Als junges Mädchen hat es mich schon immer mehr interessiert, wie man einen Herd anschließt – nicht was man darauf kocht. Ich wollte immer schon wissen, woher der „Strom aus der Steckdose“ kommt und wieso es diese Freileitungen braucht. Nachdem das handwerkliche Geschick mir schon in die Wiege gelegt wurde, war für mich relativ früh klar, dass ich in die Elektrotechnik gehen möchte. Gottseidank fand ich auch ein Unternehmen, dass mutig genug war, mich aufzunehmen, nachdem ich als Beste beim Aufnahmetest hervorging. Im Jahre 1999 noch keine Selbstverständlichkeit.
Wie kann man junge Frauen für technische Berufe/die Forschung begeistern?

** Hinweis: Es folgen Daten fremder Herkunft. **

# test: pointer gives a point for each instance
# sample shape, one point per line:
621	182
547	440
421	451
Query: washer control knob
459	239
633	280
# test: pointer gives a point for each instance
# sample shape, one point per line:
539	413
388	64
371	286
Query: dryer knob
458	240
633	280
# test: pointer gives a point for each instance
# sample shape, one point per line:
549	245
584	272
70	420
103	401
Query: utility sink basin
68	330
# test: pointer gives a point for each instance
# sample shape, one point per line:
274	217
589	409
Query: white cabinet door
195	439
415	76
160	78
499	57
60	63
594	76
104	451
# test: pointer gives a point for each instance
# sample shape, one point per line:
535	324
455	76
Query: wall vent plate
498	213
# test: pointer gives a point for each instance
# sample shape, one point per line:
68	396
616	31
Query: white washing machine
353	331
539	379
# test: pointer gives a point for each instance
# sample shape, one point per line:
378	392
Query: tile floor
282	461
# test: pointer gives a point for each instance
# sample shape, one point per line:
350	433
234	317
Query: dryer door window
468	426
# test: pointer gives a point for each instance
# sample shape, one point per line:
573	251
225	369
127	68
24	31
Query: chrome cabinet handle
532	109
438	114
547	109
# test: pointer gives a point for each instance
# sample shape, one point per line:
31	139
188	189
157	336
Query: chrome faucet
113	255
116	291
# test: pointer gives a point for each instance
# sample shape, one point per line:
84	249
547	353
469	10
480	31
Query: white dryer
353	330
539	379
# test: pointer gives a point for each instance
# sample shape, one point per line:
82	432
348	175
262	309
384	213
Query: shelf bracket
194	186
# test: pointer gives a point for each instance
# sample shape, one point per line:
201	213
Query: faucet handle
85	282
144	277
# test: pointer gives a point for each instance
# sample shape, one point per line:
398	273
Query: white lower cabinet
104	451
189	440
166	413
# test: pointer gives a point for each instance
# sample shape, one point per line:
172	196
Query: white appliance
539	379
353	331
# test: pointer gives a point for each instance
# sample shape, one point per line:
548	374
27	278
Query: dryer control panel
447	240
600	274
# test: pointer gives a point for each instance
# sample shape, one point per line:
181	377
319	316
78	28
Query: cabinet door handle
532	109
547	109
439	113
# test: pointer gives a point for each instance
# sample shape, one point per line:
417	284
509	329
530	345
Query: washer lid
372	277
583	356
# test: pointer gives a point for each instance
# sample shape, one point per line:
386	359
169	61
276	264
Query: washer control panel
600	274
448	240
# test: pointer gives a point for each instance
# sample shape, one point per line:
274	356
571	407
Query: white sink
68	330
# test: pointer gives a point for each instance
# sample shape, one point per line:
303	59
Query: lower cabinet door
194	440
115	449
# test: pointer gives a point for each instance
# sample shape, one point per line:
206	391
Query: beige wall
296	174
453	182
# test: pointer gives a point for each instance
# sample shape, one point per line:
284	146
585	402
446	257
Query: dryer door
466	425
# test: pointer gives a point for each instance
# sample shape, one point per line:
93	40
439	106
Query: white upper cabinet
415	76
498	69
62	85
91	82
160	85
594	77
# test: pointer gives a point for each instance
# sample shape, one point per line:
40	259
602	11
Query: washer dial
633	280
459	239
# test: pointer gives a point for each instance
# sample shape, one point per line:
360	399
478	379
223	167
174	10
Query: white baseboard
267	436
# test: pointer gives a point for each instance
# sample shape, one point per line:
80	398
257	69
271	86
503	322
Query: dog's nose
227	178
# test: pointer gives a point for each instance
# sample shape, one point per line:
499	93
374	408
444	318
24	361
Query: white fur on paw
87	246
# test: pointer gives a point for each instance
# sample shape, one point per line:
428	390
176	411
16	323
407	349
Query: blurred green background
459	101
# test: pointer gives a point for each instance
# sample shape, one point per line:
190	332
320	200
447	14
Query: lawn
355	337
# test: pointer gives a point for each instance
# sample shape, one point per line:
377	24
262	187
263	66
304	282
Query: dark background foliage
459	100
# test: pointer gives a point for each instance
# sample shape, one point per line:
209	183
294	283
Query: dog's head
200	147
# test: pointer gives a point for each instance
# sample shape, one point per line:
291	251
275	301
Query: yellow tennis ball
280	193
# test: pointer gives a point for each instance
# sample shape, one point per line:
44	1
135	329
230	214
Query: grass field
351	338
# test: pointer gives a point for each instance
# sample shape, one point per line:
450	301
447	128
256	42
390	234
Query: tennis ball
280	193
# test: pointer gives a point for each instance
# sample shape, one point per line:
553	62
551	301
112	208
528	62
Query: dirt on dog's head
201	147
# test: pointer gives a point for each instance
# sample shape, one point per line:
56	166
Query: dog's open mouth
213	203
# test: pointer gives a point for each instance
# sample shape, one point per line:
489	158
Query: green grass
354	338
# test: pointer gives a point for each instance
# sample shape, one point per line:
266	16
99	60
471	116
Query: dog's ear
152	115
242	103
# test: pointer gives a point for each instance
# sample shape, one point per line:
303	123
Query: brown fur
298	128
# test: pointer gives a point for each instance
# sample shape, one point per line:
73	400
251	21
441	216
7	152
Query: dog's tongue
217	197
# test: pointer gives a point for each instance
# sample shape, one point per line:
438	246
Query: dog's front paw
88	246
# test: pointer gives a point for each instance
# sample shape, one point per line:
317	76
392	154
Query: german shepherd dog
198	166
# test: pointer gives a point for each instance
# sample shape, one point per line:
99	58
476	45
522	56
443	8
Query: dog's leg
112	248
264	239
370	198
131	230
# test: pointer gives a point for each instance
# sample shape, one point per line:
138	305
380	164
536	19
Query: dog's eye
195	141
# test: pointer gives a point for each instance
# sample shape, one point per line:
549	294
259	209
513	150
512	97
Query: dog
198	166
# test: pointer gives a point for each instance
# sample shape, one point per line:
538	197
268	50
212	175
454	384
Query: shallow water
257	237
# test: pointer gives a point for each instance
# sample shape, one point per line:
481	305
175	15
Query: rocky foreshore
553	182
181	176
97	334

Ich glaube, dass man recht früh schon ansetzen muss. Im Kindergarten festigen sich schon – bewusst aber auch unbewusst – Rollenbilder. Später, in den ersten Schuljahren, sind Mädchen oft technisch begabter, finden aber meist nicht den Mut sich technische Bereiche anzusehen. Hier muss ein Umfeld geschaffen werden, wo Mädchen keinen „Mut“ brauchen, weil es ja sowieso normal ist.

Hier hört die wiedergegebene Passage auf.